In 2013 zijn bij Dienst Regelingen 418 aanvragen voor ontheffing op grond van artikel 75 van de Flora- en faunawet ingediend. Dienst Regelingen heeft 47 beroepszaken en 10 hoger beroepszaken behandeld.
Aan de hand van de regelgeving en jurisprudentie wordt een uitspraak van de Raad van State geanalyseerd. Mocht hieruit naar voren komen dat de uitspraak afwijkt van deze regelgeving en jurisprudentie, kan dit aanleiding geven om in hoger beroep te gaan. De precedentwerking ten gevolge van het in stand laten van de uitspraak weegt hierin mee.
Het wetsvoorstel natuurbescherming (TK 33 348) neemt de bescherming van de Europese en internationale natuurwaarden als uitgangspunt. Met het oog op een goede doorwerking van de Europese en internationale beschermingskaders, een goede bescherming van de natuur en maximale duidelijkheid voor burgers, ondernemers en overheden zijn de Europese en internationale voorschriften op herkenbare wijze in het wetsvoorstel geregeld.
Bij het aanvragen van een ontheffing in het kader van artikel 75 Flora- en faunawet (ruimtelijke ingrepen) wordt gewezen op de mogelijkheid om mitigerende en compenserende maatregelen te nemen, zodat de schade aan flora en aan fauna zoveel mogelijk wordt voorkomen. In dit geval is dat gebeurd door extra terrein geschikt te maken voor de kerkuil en de steenuil en door het bieden van rust- en nestgelegenheid via het ophangen van nestkasten. Daarmee wordt voldoende rekening gehouden met de aanwezigheid van deze beschermde soorten.

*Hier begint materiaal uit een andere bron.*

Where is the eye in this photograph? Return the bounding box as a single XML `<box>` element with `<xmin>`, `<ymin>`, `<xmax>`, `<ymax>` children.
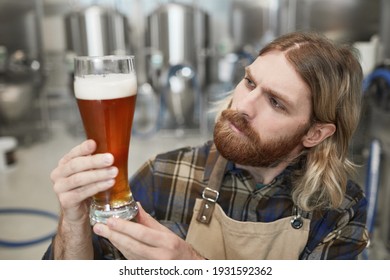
<box><xmin>269</xmin><ymin>96</ymin><xmax>286</xmax><ymax>111</ymax></box>
<box><xmin>244</xmin><ymin>77</ymin><xmax>256</xmax><ymax>89</ymax></box>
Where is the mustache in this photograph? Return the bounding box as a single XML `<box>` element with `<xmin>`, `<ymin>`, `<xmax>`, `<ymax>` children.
<box><xmin>220</xmin><ymin>109</ymin><xmax>256</xmax><ymax>137</ymax></box>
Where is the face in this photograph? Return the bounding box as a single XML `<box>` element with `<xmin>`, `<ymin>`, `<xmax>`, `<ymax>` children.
<box><xmin>214</xmin><ymin>50</ymin><xmax>313</xmax><ymax>167</ymax></box>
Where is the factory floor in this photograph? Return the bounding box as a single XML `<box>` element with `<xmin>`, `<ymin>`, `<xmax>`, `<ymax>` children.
<box><xmin>0</xmin><ymin>117</ymin><xmax>389</xmax><ymax>260</ymax></box>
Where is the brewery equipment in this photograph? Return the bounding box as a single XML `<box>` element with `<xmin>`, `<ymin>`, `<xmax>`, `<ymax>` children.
<box><xmin>293</xmin><ymin>0</ymin><xmax>380</xmax><ymax>43</ymax></box>
<box><xmin>145</xmin><ymin>2</ymin><xmax>210</xmax><ymax>133</ymax></box>
<box><xmin>362</xmin><ymin>64</ymin><xmax>390</xmax><ymax>255</ymax></box>
<box><xmin>0</xmin><ymin>0</ymin><xmax>47</xmax><ymax>145</ymax></box>
<box><xmin>64</xmin><ymin>5</ymin><xmax>132</xmax><ymax>57</ymax></box>
<box><xmin>0</xmin><ymin>136</ymin><xmax>17</xmax><ymax>172</ymax></box>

Helaas vraagt de beantwoording van de Kamervragen van het lid Van Veldhoven (D66) over de (illegale) aanleg van bedrijventerrein Baanstee Noord in het leefgebied van beschermde diersoorten als de steenuil en de kerkuil (ingezonden 12 november 2013) meer tijd. De reden is gelegen in het feit dat het niet lukt tijdig de benodigde informatie van de verschillende bij de beantwoording betrokken instanties te verkrijgen.